Mais 500 jours plus tard, l’absence de gouvernement ne peut pas être imputée à la complexité. Les humains sont parvenus à comprendre le fonctionnement de la double hélice d’ADN et à envoyer des représentants de leur espèce sur la Lune. La complexité n’est en réalité jamais un obstacle.

Après avoir réfléchi à la question, je crois pouvoir dire que 500 jours sans gouvernement, c’est de votre faute à tous. C’est une faute collective de tous les élus et tous les partis se trouvant, comme le veut la formule, « autour de la table ». Je ne pourrais à ce stade avoir de respect que pour ceux qui, doués d’un certain sens de l’honneur, auraient démissionné, mais il n’y a pas eu de démission. Rester à la manœuvre n’est en aucun cas la manifestation d’un quelconque sens des responsabilités. C’est le contraire. Vous ne le comprenez probablement pas vous-même, vous vous trouvez certainement beaucoup d’excuses et de circonstances atténuantes, mais la vérité que vous refusez d’entendre, c’est que si vous êtes resté c’est parce que, fondamentalement, vous n’en avez rien à faire. Vous êtes resté pour votre carrière, pour votre argent, pour obéir à des consignes de partis, à des mots d’ordre. Vous êtes resté par manque de courage, par manque d’imagination, par absence de considération pour l’intérêt général, par attachement au titre, par goût du pouvoir, par aveuglement, par déconnexion et peut-être même, dans certains cas, par bêtise.

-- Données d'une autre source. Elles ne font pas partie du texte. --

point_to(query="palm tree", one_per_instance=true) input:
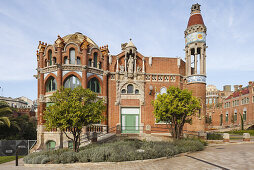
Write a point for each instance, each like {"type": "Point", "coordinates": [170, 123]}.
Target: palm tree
{"type": "Point", "coordinates": [6, 110]}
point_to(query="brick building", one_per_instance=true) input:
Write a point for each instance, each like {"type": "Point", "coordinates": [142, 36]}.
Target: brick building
{"type": "Point", "coordinates": [128, 81]}
{"type": "Point", "coordinates": [224, 108]}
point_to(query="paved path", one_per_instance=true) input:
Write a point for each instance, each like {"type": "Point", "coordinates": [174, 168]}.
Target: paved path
{"type": "Point", "coordinates": [230, 156]}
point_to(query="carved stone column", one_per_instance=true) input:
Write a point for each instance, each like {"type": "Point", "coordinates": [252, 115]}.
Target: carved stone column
{"type": "Point", "coordinates": [117, 64]}
{"type": "Point", "coordinates": [143, 70]}
{"type": "Point", "coordinates": [195, 61]}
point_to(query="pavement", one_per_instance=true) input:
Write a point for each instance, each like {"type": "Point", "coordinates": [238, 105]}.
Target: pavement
{"type": "Point", "coordinates": [221, 156]}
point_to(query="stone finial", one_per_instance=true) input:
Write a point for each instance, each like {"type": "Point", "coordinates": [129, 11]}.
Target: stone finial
{"type": "Point", "coordinates": [59, 42]}
{"type": "Point", "coordinates": [104, 50]}
{"type": "Point", "coordinates": [246, 137]}
{"type": "Point", "coordinates": [226, 137]}
{"type": "Point", "coordinates": [84, 44]}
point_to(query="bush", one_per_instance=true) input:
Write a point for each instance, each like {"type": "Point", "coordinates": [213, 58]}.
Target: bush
{"type": "Point", "coordinates": [121, 150]}
{"type": "Point", "coordinates": [214, 136]}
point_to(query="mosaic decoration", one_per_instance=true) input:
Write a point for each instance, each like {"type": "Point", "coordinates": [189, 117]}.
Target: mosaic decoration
{"type": "Point", "coordinates": [195, 37]}
{"type": "Point", "coordinates": [193, 79]}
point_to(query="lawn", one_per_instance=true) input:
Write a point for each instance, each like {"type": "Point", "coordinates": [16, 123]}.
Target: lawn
{"type": "Point", "coordinates": [240, 132]}
{"type": "Point", "coordinates": [4, 159]}
{"type": "Point", "coordinates": [117, 151]}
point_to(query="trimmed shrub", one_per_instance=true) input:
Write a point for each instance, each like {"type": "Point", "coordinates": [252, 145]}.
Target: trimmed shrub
{"type": "Point", "coordinates": [214, 136]}
{"type": "Point", "coordinates": [121, 150]}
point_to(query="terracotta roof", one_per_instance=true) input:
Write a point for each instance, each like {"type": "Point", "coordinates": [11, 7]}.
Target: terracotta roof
{"type": "Point", "coordinates": [195, 19]}
{"type": "Point", "coordinates": [78, 38]}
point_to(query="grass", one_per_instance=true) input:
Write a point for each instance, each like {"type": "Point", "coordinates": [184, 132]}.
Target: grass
{"type": "Point", "coordinates": [117, 151]}
{"type": "Point", "coordinates": [4, 159]}
{"type": "Point", "coordinates": [241, 132]}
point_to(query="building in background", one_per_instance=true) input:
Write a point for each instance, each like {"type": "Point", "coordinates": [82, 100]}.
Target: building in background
{"type": "Point", "coordinates": [128, 81]}
{"type": "Point", "coordinates": [225, 108]}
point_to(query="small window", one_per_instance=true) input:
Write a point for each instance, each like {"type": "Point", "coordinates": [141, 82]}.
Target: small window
{"type": "Point", "coordinates": [89, 62]}
{"type": "Point", "coordinates": [72, 82]}
{"type": "Point", "coordinates": [244, 115]}
{"type": "Point", "coordinates": [226, 117]}
{"type": "Point", "coordinates": [70, 144]}
{"type": "Point", "coordinates": [51, 145]}
{"type": "Point", "coordinates": [72, 56]}
{"type": "Point", "coordinates": [50, 57]}
{"type": "Point", "coordinates": [123, 91]}
{"type": "Point", "coordinates": [100, 65]}
{"type": "Point", "coordinates": [78, 61]}
{"type": "Point", "coordinates": [54, 60]}
{"type": "Point", "coordinates": [95, 55]}
{"type": "Point", "coordinates": [130, 88]}
{"type": "Point", "coordinates": [65, 60]}
{"type": "Point", "coordinates": [136, 91]}
{"type": "Point", "coordinates": [51, 84]}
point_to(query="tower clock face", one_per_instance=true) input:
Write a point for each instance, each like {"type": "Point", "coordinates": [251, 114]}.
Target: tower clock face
{"type": "Point", "coordinates": [195, 37]}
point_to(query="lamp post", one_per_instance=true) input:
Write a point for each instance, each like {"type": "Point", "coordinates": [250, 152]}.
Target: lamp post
{"type": "Point", "coordinates": [151, 89]}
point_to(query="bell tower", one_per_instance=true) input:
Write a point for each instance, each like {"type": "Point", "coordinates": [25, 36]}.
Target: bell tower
{"type": "Point", "coordinates": [195, 53]}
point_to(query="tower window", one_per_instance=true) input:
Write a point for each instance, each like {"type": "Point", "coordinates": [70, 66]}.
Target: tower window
{"type": "Point", "coordinates": [65, 60]}
{"type": "Point", "coordinates": [72, 56]}
{"type": "Point", "coordinates": [89, 62]}
{"type": "Point", "coordinates": [50, 57]}
{"type": "Point", "coordinates": [78, 61]}
{"type": "Point", "coordinates": [94, 85]}
{"type": "Point", "coordinates": [130, 88]}
{"type": "Point", "coordinates": [95, 55]}
{"type": "Point", "coordinates": [72, 82]}
{"type": "Point", "coordinates": [51, 84]}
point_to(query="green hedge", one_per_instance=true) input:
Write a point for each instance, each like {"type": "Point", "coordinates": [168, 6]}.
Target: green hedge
{"type": "Point", "coordinates": [122, 150]}
{"type": "Point", "coordinates": [214, 136]}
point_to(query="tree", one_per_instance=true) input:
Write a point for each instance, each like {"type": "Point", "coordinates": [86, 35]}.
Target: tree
{"type": "Point", "coordinates": [73, 109]}
{"type": "Point", "coordinates": [175, 108]}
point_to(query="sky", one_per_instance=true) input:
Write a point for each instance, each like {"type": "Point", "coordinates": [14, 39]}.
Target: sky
{"type": "Point", "coordinates": [156, 27]}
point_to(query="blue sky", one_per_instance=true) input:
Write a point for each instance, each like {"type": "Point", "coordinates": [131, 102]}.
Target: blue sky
{"type": "Point", "coordinates": [155, 26]}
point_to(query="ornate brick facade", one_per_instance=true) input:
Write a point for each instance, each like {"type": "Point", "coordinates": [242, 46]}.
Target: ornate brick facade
{"type": "Point", "coordinates": [127, 81]}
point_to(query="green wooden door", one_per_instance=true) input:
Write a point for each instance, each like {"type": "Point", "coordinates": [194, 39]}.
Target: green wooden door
{"type": "Point", "coordinates": [130, 120]}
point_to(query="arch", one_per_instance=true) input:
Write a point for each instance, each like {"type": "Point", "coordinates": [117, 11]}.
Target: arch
{"type": "Point", "coordinates": [95, 59]}
{"type": "Point", "coordinates": [51, 84]}
{"type": "Point", "coordinates": [130, 88]}
{"type": "Point", "coordinates": [50, 57]}
{"type": "Point", "coordinates": [72, 55]}
{"type": "Point", "coordinates": [163, 90]}
{"type": "Point", "coordinates": [49, 75]}
{"type": "Point", "coordinates": [94, 85]}
{"type": "Point", "coordinates": [50, 144]}
{"type": "Point", "coordinates": [70, 45]}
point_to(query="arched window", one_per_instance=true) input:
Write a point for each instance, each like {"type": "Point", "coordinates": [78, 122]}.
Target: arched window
{"type": "Point", "coordinates": [51, 84]}
{"type": "Point", "coordinates": [78, 61]}
{"type": "Point", "coordinates": [54, 60]}
{"type": "Point", "coordinates": [163, 90]}
{"type": "Point", "coordinates": [130, 88]}
{"type": "Point", "coordinates": [72, 82]}
{"type": "Point", "coordinates": [72, 56]}
{"type": "Point", "coordinates": [51, 145]}
{"type": "Point", "coordinates": [94, 85]}
{"type": "Point", "coordinates": [65, 60]}
{"type": "Point", "coordinates": [89, 62]}
{"type": "Point", "coordinates": [50, 57]}
{"type": "Point", "coordinates": [95, 55]}
{"type": "Point", "coordinates": [226, 116]}
{"type": "Point", "coordinates": [244, 114]}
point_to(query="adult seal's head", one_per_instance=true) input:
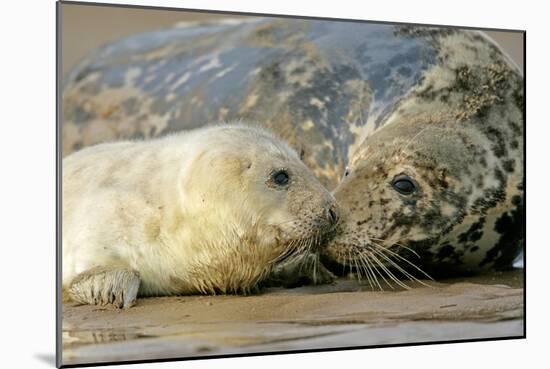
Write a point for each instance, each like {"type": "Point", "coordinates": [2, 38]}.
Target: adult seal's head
{"type": "Point", "coordinates": [440, 184]}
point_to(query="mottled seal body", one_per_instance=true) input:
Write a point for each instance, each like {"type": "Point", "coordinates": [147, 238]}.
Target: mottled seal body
{"type": "Point", "coordinates": [332, 89]}
{"type": "Point", "coordinates": [205, 211]}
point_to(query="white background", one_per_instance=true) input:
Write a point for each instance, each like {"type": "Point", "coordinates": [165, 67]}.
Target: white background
{"type": "Point", "coordinates": [27, 184]}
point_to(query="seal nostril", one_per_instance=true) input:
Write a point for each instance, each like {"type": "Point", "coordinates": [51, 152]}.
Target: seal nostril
{"type": "Point", "coordinates": [332, 216]}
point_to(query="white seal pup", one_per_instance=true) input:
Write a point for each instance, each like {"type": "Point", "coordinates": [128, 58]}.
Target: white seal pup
{"type": "Point", "coordinates": [204, 211]}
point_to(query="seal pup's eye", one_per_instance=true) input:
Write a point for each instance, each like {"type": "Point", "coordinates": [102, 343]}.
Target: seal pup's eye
{"type": "Point", "coordinates": [280, 177]}
{"type": "Point", "coordinates": [404, 185]}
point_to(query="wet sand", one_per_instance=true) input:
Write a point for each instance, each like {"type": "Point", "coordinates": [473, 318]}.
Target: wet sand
{"type": "Point", "coordinates": [314, 317]}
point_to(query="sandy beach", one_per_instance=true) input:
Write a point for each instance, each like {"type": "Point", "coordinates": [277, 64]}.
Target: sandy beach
{"type": "Point", "coordinates": [344, 314]}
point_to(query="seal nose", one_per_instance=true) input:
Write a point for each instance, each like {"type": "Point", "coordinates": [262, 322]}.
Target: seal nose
{"type": "Point", "coordinates": [331, 214]}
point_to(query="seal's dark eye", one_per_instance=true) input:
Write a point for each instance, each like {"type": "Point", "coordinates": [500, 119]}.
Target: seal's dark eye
{"type": "Point", "coordinates": [280, 177]}
{"type": "Point", "coordinates": [404, 185]}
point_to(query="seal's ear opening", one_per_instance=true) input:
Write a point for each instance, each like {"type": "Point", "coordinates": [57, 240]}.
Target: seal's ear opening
{"type": "Point", "coordinates": [234, 164]}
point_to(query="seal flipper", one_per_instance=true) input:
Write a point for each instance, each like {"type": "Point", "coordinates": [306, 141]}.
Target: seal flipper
{"type": "Point", "coordinates": [106, 285]}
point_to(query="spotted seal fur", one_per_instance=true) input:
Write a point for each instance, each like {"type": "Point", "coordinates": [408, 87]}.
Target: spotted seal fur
{"type": "Point", "coordinates": [337, 91]}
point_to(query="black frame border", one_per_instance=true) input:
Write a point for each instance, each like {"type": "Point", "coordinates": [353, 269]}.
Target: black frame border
{"type": "Point", "coordinates": [58, 158]}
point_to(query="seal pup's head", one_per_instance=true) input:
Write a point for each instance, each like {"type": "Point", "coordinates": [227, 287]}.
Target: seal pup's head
{"type": "Point", "coordinates": [248, 201]}
{"type": "Point", "coordinates": [420, 196]}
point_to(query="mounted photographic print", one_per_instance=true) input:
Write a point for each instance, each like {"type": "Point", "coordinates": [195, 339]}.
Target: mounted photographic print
{"type": "Point", "coordinates": [241, 184]}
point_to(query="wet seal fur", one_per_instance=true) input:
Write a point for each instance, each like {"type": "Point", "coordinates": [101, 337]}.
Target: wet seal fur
{"type": "Point", "coordinates": [346, 94]}
{"type": "Point", "coordinates": [194, 212]}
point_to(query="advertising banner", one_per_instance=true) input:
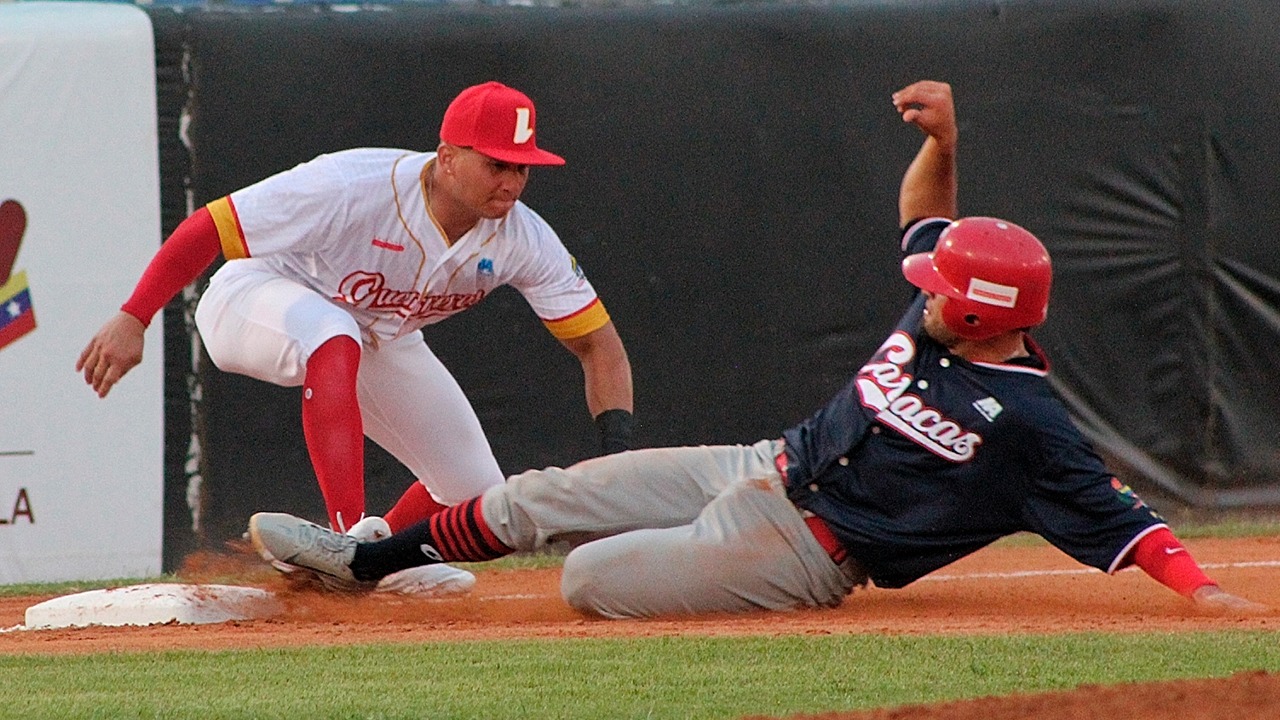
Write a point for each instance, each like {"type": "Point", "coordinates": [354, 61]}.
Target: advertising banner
{"type": "Point", "coordinates": [81, 477]}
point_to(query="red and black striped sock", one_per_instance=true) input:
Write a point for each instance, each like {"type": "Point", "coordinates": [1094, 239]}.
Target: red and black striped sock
{"type": "Point", "coordinates": [456, 534]}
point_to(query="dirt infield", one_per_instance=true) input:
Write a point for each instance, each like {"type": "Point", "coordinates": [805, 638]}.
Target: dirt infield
{"type": "Point", "coordinates": [1014, 588]}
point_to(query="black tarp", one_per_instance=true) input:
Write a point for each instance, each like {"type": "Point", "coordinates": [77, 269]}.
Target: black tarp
{"type": "Point", "coordinates": [731, 191]}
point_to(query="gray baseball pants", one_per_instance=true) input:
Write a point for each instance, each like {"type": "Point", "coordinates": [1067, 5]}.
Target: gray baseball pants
{"type": "Point", "coordinates": [672, 531]}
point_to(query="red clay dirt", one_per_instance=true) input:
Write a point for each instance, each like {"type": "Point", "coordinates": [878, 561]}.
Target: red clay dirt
{"type": "Point", "coordinates": [1016, 588]}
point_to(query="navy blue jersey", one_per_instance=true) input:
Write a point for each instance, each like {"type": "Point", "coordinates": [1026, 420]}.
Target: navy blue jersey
{"type": "Point", "coordinates": [926, 458]}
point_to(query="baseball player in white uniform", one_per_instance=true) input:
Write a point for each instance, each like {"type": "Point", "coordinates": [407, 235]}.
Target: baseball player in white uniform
{"type": "Point", "coordinates": [333, 269]}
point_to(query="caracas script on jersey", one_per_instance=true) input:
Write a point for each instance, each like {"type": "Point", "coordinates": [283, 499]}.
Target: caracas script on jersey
{"type": "Point", "coordinates": [924, 458]}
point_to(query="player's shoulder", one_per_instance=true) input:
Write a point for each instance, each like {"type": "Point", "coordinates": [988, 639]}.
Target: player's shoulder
{"type": "Point", "coordinates": [522, 222]}
{"type": "Point", "coordinates": [370, 159]}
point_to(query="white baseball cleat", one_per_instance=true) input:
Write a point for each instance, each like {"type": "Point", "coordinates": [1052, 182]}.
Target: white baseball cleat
{"type": "Point", "coordinates": [425, 580]}
{"type": "Point", "coordinates": [370, 528]}
{"type": "Point", "coordinates": [302, 543]}
{"type": "Point", "coordinates": [429, 580]}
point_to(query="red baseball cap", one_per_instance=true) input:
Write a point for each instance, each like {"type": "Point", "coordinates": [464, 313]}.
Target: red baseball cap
{"type": "Point", "coordinates": [497, 121]}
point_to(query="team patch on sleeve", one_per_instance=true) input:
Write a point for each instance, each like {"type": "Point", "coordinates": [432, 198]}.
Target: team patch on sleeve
{"type": "Point", "coordinates": [229, 232]}
{"type": "Point", "coordinates": [585, 320]}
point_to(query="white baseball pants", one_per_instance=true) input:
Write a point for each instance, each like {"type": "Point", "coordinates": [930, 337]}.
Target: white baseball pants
{"type": "Point", "coordinates": [256, 323]}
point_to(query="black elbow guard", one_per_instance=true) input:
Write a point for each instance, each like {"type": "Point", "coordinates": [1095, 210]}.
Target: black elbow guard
{"type": "Point", "coordinates": [616, 428]}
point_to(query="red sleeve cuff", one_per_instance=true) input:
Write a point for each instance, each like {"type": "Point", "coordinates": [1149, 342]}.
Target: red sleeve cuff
{"type": "Point", "coordinates": [188, 251]}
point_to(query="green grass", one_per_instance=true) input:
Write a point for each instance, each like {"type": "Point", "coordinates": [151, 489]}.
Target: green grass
{"type": "Point", "coordinates": [653, 678]}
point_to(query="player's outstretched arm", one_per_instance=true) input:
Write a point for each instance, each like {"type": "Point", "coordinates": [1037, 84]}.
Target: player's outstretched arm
{"type": "Point", "coordinates": [607, 377]}
{"type": "Point", "coordinates": [929, 185]}
{"type": "Point", "coordinates": [117, 347]}
{"type": "Point", "coordinates": [115, 350]}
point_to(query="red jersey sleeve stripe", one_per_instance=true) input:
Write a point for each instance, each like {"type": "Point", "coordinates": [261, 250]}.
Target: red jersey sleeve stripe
{"type": "Point", "coordinates": [229, 232]}
{"type": "Point", "coordinates": [577, 324]}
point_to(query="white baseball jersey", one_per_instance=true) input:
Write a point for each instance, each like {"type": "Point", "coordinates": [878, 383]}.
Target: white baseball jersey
{"type": "Point", "coordinates": [353, 227]}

Vous faites tous et toutes partie d’une génération d’élus et d’élues qui aura non seulement abandonné ses responsabilités, ruiné une Région, mis en péril ses habitants, mais vous aurez contribué à ternir l’image de la démocratie à un moment où elle se trouve menacée de tous côtés. Vous aurez été les quelques pelletées de terre sur son cercueil. Peut-être que, dans quelques siècles, si une civilisation existe encore après les grandes catastrophes qui s’annoncent, des historiens se pencheront sur cette période grotesque des « 500 jours », ils s’en serviront pour illustrer la manière dont toutes les médiocrités humaines, la vanité, l’orgueil, la cupidité, l’hypocrisie, la perfidie, ont ruiné une Région qui avait tout ce qu’il fallait pour vivre dans la prospérité et comment, sans honte ni remords, son cadavre fut abandonné au bord du chemin à la manière d’un chien écrasé par la voiture d’un homme ivre.